Something that could be used to avoid breaking changes is to create a mapping between old and new configs and before sending the map to paerser, manually rename the variables to their new values. This would result in a lot of deprecated variables tho, so I am not sure which one would you prefer to go with.

pixxon commented 7 months ago

Had some time on my hands to look more into this and made a PoC to show how changes could be made. I moved config into a new package.

Other than normal changes, there are two significant workarounds:

First for the mapping of the old variables: https://github.com/pixxon/docker-volume-backup/blob/refactor-configuration/internal/config/util.go#L23

Second I had to process the "FILE" variables. https://github.com/pixxon/docker-volume-backup/blob/refactor-configuration/internal/config/util.go#L23 I went with something that I saw in linuxserver projects, where the prefix FILE__ is used and instead of being processed during reading of the variable, there is a preprocessing. ( It could be moved even more outside, into an init script like it is for them, but that might cause other problems. )

m90 commented 7 months ago

Thanks for starting to work on and no rush from my end.

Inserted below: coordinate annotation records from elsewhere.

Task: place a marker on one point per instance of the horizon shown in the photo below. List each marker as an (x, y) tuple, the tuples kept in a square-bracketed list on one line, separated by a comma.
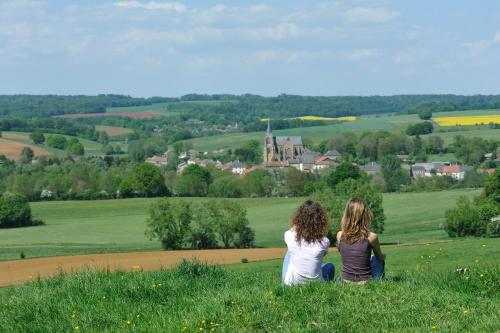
[(160, 48)]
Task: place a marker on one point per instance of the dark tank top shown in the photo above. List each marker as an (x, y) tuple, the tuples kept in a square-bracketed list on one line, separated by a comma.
[(356, 260)]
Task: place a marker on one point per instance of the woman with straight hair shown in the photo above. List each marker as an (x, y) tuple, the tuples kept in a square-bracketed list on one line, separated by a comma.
[(356, 242), (307, 245)]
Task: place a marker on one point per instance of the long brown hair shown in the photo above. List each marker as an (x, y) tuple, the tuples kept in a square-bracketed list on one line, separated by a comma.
[(310, 222), (356, 221)]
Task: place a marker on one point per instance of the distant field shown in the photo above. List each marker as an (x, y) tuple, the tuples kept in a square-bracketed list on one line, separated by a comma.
[(315, 133), (467, 120), (91, 147), (12, 149), (114, 131), (76, 227), (483, 132), (134, 115)]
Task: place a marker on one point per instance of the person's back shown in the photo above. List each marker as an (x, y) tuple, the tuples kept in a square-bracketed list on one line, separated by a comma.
[(356, 242), (307, 245), (356, 260), (305, 259)]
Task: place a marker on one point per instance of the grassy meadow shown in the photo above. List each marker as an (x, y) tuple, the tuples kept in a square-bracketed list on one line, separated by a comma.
[(76, 227), (422, 292)]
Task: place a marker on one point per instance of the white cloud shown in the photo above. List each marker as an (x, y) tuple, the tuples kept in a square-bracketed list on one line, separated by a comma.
[(496, 39), (364, 54), (370, 15), (152, 5), (403, 57), (279, 32)]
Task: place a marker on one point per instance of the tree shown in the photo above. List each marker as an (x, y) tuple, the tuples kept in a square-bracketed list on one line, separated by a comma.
[(422, 128), (76, 148), (27, 155), (393, 175), (37, 137), (56, 141), (169, 222), (231, 223), (425, 114), (148, 180), (14, 211), (258, 183), (344, 171), (194, 181), (203, 234), (225, 187), (296, 181), (103, 138)]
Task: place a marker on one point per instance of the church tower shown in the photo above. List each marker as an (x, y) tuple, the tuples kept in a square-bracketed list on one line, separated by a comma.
[(268, 144)]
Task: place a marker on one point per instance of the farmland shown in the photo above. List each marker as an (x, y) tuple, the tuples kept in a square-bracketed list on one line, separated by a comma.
[(15, 141), (76, 227), (467, 120), (12, 149), (421, 292)]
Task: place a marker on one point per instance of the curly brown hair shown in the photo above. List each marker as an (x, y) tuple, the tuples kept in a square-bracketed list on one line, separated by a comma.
[(310, 222), (356, 221)]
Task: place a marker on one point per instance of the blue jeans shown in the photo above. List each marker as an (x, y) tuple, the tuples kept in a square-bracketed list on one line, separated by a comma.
[(378, 268), (327, 270)]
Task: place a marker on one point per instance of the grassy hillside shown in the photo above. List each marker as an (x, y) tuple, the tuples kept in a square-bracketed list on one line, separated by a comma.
[(421, 293), (75, 227), (91, 147)]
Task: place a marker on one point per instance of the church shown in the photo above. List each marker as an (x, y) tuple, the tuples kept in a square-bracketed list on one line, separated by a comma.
[(282, 148)]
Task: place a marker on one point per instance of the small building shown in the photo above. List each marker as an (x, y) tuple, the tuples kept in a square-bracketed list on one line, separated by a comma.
[(456, 172), (332, 155), (371, 168), (235, 167)]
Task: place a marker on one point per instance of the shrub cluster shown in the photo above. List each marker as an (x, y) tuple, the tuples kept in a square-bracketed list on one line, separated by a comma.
[(181, 224), (478, 218)]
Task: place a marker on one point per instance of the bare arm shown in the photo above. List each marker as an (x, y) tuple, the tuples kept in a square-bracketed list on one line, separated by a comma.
[(372, 238)]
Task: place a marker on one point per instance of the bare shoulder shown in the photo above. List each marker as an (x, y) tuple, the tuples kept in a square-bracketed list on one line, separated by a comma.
[(372, 237)]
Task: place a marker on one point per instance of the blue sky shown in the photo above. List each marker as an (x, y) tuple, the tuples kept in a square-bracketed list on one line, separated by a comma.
[(147, 48)]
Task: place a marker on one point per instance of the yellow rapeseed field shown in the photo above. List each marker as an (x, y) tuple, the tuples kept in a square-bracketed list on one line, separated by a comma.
[(467, 120), (349, 118)]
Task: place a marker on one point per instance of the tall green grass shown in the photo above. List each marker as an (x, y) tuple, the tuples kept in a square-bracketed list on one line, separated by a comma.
[(422, 293)]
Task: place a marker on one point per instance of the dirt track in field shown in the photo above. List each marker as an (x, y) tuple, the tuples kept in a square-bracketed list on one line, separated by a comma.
[(20, 271)]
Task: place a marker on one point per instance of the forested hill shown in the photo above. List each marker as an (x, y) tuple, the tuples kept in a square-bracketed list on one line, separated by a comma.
[(253, 106), (41, 106)]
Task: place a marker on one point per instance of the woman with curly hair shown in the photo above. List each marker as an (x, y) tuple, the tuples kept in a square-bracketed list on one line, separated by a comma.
[(356, 242), (307, 245)]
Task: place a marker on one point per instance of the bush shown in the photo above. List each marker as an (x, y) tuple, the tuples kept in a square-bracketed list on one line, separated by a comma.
[(422, 128), (15, 211)]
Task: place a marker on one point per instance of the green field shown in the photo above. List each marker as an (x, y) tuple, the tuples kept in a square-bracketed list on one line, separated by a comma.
[(75, 227), (389, 122), (92, 148), (422, 292)]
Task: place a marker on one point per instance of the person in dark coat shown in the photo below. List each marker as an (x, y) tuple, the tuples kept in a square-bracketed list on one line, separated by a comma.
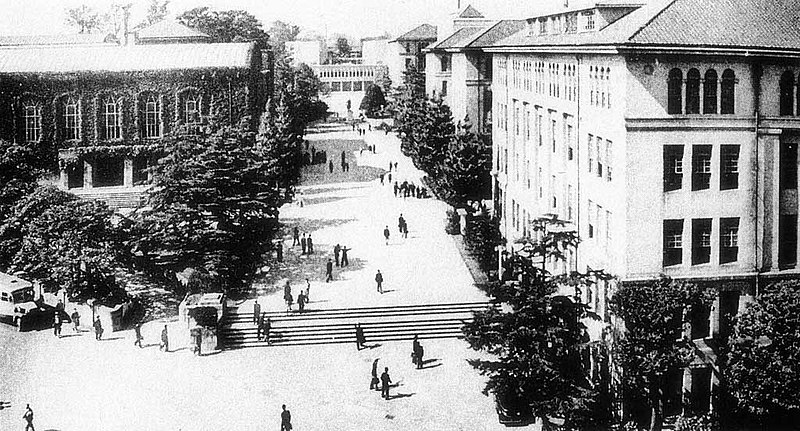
[(286, 419), (345, 260), (379, 281), (385, 380), (329, 271)]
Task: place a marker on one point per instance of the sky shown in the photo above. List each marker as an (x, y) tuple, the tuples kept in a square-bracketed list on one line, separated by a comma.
[(355, 18)]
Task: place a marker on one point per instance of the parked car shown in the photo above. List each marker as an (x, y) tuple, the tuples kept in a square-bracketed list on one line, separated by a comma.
[(513, 409)]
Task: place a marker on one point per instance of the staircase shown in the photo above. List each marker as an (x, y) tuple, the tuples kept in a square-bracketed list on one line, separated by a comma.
[(332, 326)]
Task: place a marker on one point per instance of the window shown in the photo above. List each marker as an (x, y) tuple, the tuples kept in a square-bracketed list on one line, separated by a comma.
[(727, 93), (674, 96), (72, 119), (673, 242), (701, 241), (728, 240), (32, 116), (729, 167), (673, 167), (787, 93), (710, 92), (112, 118), (693, 92), (701, 167)]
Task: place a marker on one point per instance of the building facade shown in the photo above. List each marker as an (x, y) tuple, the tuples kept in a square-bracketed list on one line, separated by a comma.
[(668, 143)]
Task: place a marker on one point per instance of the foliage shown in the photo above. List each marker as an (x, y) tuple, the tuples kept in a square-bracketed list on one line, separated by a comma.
[(84, 18), (652, 345), (762, 368), (225, 26), (373, 100), (537, 336)]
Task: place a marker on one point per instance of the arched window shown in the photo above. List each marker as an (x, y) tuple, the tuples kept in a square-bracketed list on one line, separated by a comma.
[(787, 93), (674, 97), (727, 93), (72, 119), (32, 117), (152, 116), (112, 118), (693, 92), (710, 92)]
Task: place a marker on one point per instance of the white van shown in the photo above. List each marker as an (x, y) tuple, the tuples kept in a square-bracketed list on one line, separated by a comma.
[(16, 298)]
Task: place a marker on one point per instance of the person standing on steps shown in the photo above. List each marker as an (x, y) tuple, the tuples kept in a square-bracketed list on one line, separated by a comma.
[(329, 271), (385, 381), (379, 281), (286, 419)]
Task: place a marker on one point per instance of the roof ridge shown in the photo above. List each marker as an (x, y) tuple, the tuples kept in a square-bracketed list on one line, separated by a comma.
[(652, 18)]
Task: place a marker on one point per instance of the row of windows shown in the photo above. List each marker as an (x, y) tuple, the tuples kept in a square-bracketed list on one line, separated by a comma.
[(701, 234), (701, 169), (709, 99), (69, 116)]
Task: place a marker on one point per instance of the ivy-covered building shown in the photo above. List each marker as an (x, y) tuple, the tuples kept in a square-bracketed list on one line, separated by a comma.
[(103, 110)]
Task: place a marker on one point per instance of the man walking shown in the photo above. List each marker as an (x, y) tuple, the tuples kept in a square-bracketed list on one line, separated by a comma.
[(28, 416), (385, 380), (329, 271), (286, 419), (379, 280)]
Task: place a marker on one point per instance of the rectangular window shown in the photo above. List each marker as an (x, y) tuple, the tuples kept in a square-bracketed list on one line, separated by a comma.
[(673, 242), (701, 167), (728, 240), (701, 241)]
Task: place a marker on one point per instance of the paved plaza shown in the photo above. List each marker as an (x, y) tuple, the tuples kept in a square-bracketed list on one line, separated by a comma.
[(76, 383)]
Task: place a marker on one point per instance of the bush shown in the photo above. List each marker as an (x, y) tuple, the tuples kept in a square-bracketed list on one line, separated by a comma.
[(453, 226)]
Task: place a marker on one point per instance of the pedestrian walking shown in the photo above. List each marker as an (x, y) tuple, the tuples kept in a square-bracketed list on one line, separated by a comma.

I'm a bit busier than usual so I didn't really dig into the code yet, however I wanted to check what you think of the following approach in building this:

I'm mostly just worried we spend a lot of time on reworking the existing approach when we (or at least I) don't really know how service discovery works in detail yet.

Let me know what you think.

pixxon commented 7 months ago

I do plan to add a new strategy there for volume labels. However to achieve that, the current configuration struct has to be changed or the name of the labels might be really weird. ( I could search for an alternative, but I found traefik paerser to be pretty handy for creating configuration out of labels. )

If I just use the current Config, that has everything in a flat order, the expected label names will be unreadable in my opinion.

--backupcronexpression=@daily
--backupstopduringbackuplabel=test

To have some more structure in it, I have to change the Config struct to contain more types. I might be wrong, but envconfig would not be able to load the nested members properly, since it concats the naming. ( So OUTER_INNER would happen. )

If you want as a prototype I can implement gathering config from labels even if they are a bit unreadable. And if it seems to be fine then I can do something about the structs to make the names nicer.

pixxon commented 7 months ago

Wrote some code to handle the volume discovery. It is very primitive and probably need some fine tuning for the future. Key points to look at:

Some issues that I ran into while making it:

m90 commented 7 months ago

Quick question after reading the issues you are describing: why is spawning a new container necessary in the first place? Up until now, this isn't done either. Is it about multi node swarm setups? In case yes, maybe there is a simpler, even if less smart solution to that problem (which affects a tiny.fraction of users anyways).

pixxon commented 7 months ago

My assumption is that volumes will be created after the backup container. Therefor they will not be mounted and I am not sure if it is possible to attach volumes to a running container. If we expect the user to mount the volumes into the container and redeploy it, then new backup schedule could be added by a new confd file.

m90 commented 7 months ago

Would it be possible to commit the current container and then run the scheduled backup off that committed image without having to copy over the entire configuration?

Alternatively, is there a way to create a container spec off the output of docker inspect with some changes instead?

pixxon commented 6 months ago

I had some look and I think using CopyFromContainer could allow the minimal copy required. It would need to spawn a new container that collects the backup from the volume, then copy the tar back to the manager. It would have more overhead but would allow us to not bother with networks and other resources.